Para la derecha, este discurso es natural porque se orienta por una filosofía ancestral que antepone la propiedad privada a cualquier otro derecho y como es evidente que la inmensa mayoría de los delitos son contra la propiedad, les parece elemental que la principal responsabilidad del Estado, cuando no la única, es proteger las posesiones de los poseedores, especialmente de los grandes, de los que acumulan más propiedad.

Pero esta ideología que orienta a la derecha no da resultado. Los delitos continúan aumentando aunque fabriques cada cinco años un código penal más brutal o les des una libertad de acción absurda a las fuerzas represivas, al punto de que ampares cualquier abuso bajo una hipótesis de defensa legítima.

Ahora bien, lo que sí está probado es que cuando se pierde el control civil de la Policía o se permite que la sociedad se arme hasta los dientes y se alienta que la gente haga justicia por mano propia o se justifique que una persona ejecute a un presunto delincuente ya no dentro de su casa, ni como respuesta a una agresión concreta, sino en las inmediaciones cada vez más lejanas de su propiedad, lo que empieza a suceder es que la violencia se multiplica y, con ellas, las víctimas. De los dos lados del mostrador: del lado de los presuntos criminales y de lado de las presuntas víctimas.

La noticia de que un hombre mató a un vecino en su azotea porque lo confundió con un ladrón no es una novedad, no es un hecho sin antecedentes, no es una consecuencia inmediata de la Ley de Urgente Consideración. Ya ha pasado en otras ocasiones, en gobiernos de derecha y en gobiernos de izquierda.
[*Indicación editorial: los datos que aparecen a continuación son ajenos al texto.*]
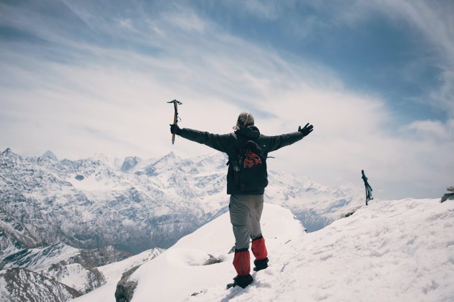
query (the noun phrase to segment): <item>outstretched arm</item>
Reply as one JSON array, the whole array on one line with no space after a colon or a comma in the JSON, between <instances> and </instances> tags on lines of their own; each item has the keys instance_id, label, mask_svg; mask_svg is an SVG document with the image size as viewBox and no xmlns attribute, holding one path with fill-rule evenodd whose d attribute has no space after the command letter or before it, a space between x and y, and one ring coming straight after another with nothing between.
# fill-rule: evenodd
<instances>
[{"instance_id":1,"label":"outstretched arm","mask_svg":"<svg viewBox=\"0 0 454 302\"><path fill-rule=\"evenodd\" d=\"M188 128L180 128L177 125L171 125L171 133L190 140L202 143L221 152L226 152L230 134L214 134Z\"/></svg>"},{"instance_id":2,"label":"outstretched arm","mask_svg":"<svg viewBox=\"0 0 454 302\"><path fill-rule=\"evenodd\" d=\"M268 145L268 152L271 152L300 140L303 137L312 132L313 130L314 126L308 123L304 128L301 128L301 126L299 126L297 132L273 136L264 135L263 137L266 140L265 143Z\"/></svg>"}]
</instances>

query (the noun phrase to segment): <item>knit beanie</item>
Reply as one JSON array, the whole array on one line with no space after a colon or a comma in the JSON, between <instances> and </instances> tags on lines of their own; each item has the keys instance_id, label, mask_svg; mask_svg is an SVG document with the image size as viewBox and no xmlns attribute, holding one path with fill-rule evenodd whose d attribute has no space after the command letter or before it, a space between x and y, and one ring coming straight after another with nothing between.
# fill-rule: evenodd
<instances>
[{"instance_id":1,"label":"knit beanie","mask_svg":"<svg viewBox=\"0 0 454 302\"><path fill-rule=\"evenodd\" d=\"M254 117L252 114L247 111L243 111L238 116L237 121L237 127L248 127L254 125Z\"/></svg>"}]
</instances>

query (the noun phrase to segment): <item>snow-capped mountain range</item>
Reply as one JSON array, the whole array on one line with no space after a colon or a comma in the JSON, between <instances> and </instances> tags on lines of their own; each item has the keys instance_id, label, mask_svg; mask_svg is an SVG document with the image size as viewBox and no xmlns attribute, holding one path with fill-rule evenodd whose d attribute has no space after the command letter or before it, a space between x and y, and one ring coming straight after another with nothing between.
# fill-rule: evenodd
<instances>
[{"instance_id":1,"label":"snow-capped mountain range","mask_svg":"<svg viewBox=\"0 0 454 302\"><path fill-rule=\"evenodd\" d=\"M167 248L226 211L226 162L220 153L183 159L173 153L59 161L49 151L25 157L8 148L0 154L0 269L89 291L108 281L100 266ZM273 171L269 178L265 201L291 209L308 231L363 203L354 187L333 189ZM87 263L80 255L90 253ZM51 254L51 261L43 257ZM27 270L11 270L18 267Z\"/></svg>"}]
</instances>

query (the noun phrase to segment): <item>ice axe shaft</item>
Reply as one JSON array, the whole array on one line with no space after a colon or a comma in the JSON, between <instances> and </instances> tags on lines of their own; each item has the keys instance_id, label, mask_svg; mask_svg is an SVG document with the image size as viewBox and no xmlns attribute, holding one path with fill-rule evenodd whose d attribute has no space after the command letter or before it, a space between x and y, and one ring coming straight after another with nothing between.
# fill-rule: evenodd
<instances>
[{"instance_id":1,"label":"ice axe shaft","mask_svg":"<svg viewBox=\"0 0 454 302\"><path fill-rule=\"evenodd\" d=\"M182 105L183 103L181 102L179 102L177 100L174 100L173 101L171 101L170 102L167 102L167 103L174 103L174 108L175 109L175 112L174 114L174 124L176 125L177 123L178 123L178 105ZM172 144L174 144L175 142L175 133L172 134Z\"/></svg>"}]
</instances>

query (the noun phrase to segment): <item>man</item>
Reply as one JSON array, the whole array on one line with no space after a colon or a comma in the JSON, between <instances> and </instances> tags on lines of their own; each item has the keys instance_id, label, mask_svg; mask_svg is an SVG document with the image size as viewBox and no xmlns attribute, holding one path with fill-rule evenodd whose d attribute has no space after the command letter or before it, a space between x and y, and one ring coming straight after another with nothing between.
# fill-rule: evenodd
<instances>
[{"instance_id":1,"label":"man","mask_svg":"<svg viewBox=\"0 0 454 302\"><path fill-rule=\"evenodd\" d=\"M214 134L191 129L181 129L176 124L171 125L171 132L193 141L203 143L216 150L227 154L229 156L229 171L227 173L227 194L230 195L229 208L230 221L235 236L235 255L233 265L238 274L234 278L235 282L228 284L227 288L239 286L243 288L252 283L250 275L250 255L249 239L252 240L252 254L255 260L254 270L257 271L268 267L268 253L265 245L265 239L260 229L260 217L263 209L263 194L266 184L262 187L244 190L244 186L239 186L238 165L239 155L244 149L244 146L249 141L256 143L262 158L266 160L268 154L282 147L300 140L313 130L313 126L308 123L304 128L298 127L298 131L291 133L273 136L261 134L254 125L254 117L249 112L240 113L234 127L235 131L228 134ZM251 165L254 160L261 164L261 158L253 154ZM254 160L255 159L255 160ZM240 163L246 167L246 160ZM264 166L266 168L266 166ZM236 172L237 171L237 172ZM266 171L265 172L266 177Z\"/></svg>"}]
</instances>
Pero lo que es indudable es que este tipo de desastres, que no solo terminan con la vida de una persona, sino que la arruinan la vida también al hombre que actuó creyendo que estaba defendiendo legítimamente su casa, son estimulados por la nueva legislación que, en lugar de establecer criterios restrictivos estrictos para usar un arma letal contra otro individuo, casi lo desregulan, lo facilitan, amplían la habilitación de matar.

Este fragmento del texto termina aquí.